Quorn cocktail sausages are made of a fungus called mycoprotein, which is harvested, chilled and frozen to create the meat-like texture. Therefore, these ‘sausages’, despite their meaty taste and texture, are high in protein and dietary fibre and low in saturated fat. This makes the product very socially sustainable because it is known that red meat consumption is greatly responsible for high cholesterol rates in adults. However, it is worth mentioning that these sausages contain less dietary iron than most meats and the manufacturers have not released much information about additives they use to make Quorn resemble meat. In addition to this, it should be noted that there is currently a class action case against Quorn brought on by the Center for Science in the Public Interest (CSPI) calling for all Quorn products to be labelled “Mycoprotein is a mold [member of the fungi family]. There have been rare cases of allergic reactions to products that contain mycoprotein.”

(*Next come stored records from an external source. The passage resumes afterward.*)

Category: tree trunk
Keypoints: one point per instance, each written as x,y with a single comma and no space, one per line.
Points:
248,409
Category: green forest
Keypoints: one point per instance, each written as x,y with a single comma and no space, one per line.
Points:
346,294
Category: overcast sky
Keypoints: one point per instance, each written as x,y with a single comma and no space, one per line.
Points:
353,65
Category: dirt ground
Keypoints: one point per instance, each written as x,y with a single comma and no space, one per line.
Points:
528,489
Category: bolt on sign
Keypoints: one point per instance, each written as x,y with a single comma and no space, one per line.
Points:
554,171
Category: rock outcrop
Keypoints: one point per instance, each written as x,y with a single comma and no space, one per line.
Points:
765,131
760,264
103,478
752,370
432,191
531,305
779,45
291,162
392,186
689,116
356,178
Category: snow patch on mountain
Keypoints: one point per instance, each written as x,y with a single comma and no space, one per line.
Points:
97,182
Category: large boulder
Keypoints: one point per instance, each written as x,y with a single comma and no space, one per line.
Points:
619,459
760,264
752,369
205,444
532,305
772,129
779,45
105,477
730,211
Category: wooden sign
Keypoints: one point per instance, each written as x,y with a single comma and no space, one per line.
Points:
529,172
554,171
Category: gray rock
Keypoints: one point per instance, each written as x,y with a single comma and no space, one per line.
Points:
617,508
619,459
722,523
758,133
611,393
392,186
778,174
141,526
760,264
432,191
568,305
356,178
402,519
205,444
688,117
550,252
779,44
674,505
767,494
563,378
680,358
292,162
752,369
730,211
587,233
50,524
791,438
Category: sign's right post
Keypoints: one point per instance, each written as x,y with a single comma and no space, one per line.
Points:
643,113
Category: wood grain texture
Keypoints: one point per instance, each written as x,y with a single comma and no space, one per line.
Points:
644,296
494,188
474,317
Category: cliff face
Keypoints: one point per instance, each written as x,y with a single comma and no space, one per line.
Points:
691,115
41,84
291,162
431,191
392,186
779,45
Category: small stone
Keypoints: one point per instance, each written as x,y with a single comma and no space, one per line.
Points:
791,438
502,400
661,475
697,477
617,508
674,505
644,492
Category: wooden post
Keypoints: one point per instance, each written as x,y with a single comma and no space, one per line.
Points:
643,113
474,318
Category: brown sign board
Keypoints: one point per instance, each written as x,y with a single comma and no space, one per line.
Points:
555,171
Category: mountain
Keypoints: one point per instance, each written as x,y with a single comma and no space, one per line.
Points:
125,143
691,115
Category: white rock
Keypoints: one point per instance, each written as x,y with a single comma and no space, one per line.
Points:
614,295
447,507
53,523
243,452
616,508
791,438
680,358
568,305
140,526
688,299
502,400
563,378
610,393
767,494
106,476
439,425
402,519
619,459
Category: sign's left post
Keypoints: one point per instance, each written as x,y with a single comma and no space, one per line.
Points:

In terms of environmental sustainability, the Quorn cocktail sausages are seen to greatly minimize their impact on the environment, given that the GHG impact of mycoprotein is 90% lower than that of beef. Quorn also uses sustainable palm oil and they are members of the Roundtable on Sustainable Palm Oil (RSPO). This makes Quorn Cocktail Sausages rating at 0.25 for what it is made of because the mycoprotein has both social and environmental benefits in terms of sustainability.

How it's made:


The Quorn brand has made consistent efforts to reduce its impact on sustainability as a result of the production of its cocktail sausages. Since 2012, the carbon footprint of factories has been reduced by 33% per tonne and water usage per tonne reduced by 16%. Moreover, one of the key benefits of the fermentation process is that it actually enables Quorn to end up with more protein than they started with, meaning that in comparison to meat, it’s production creates a net gain of product at a much lower cost to the environment. Also, they are proud to be the first meat-alternative business to achieve third-party certification of carbon footprint figures. This is consistent with the UN SDG 13 in favour of climate action.
In a similar vein, Quorn as a brand take a science-led approach to environmental research and continuous analysis of the entire supply chain. For example, they have joined the WRAPS’s Courtauld 2015 initiative to reduce waste and emissions by 1/5 and co-signed the Wrap UK Plastics Pact, meaning that their packaging is 80% recyclable and 100% of cardboard is from approved sustainable sources. This reduces their impact across the circular economy by decreasing waste.

Who makes it:


Crucially, Quorn are committed to the UN SDGs of food health and wellbeing and climate action and aim to collaborate across their value chain to scale up SDG impacts. They are working closely with children to increase Quorn/meat-substitute consumption in their cooking; for example, there was a 34% increase in children understanding that Quorn is a good source of protein. This is a direct effort made by Quorn to increase intergenerational and social sustainability by increasing awareness among children that too much red meat increases cancer risk. Quorn also advocates for inclusivity in healthy eating; it is working with focus groups of adults with intellectual and developmental disabilities (IDD) because research shows that people with IDD often eat diets high in processed meat and a lack of vegetables. They are dedicated to encouraging vegetarianism such that they advocate for ‘flexitarianism’ as a realistic mode of progress. However, they could be more ambitious in achieving this goal given the strength and potential for their product to replace day to day meat consumption. In terms of the company itself, a positive work environment is exemplified in the fact that 49% of employees have worked at Quorn for over 10 years.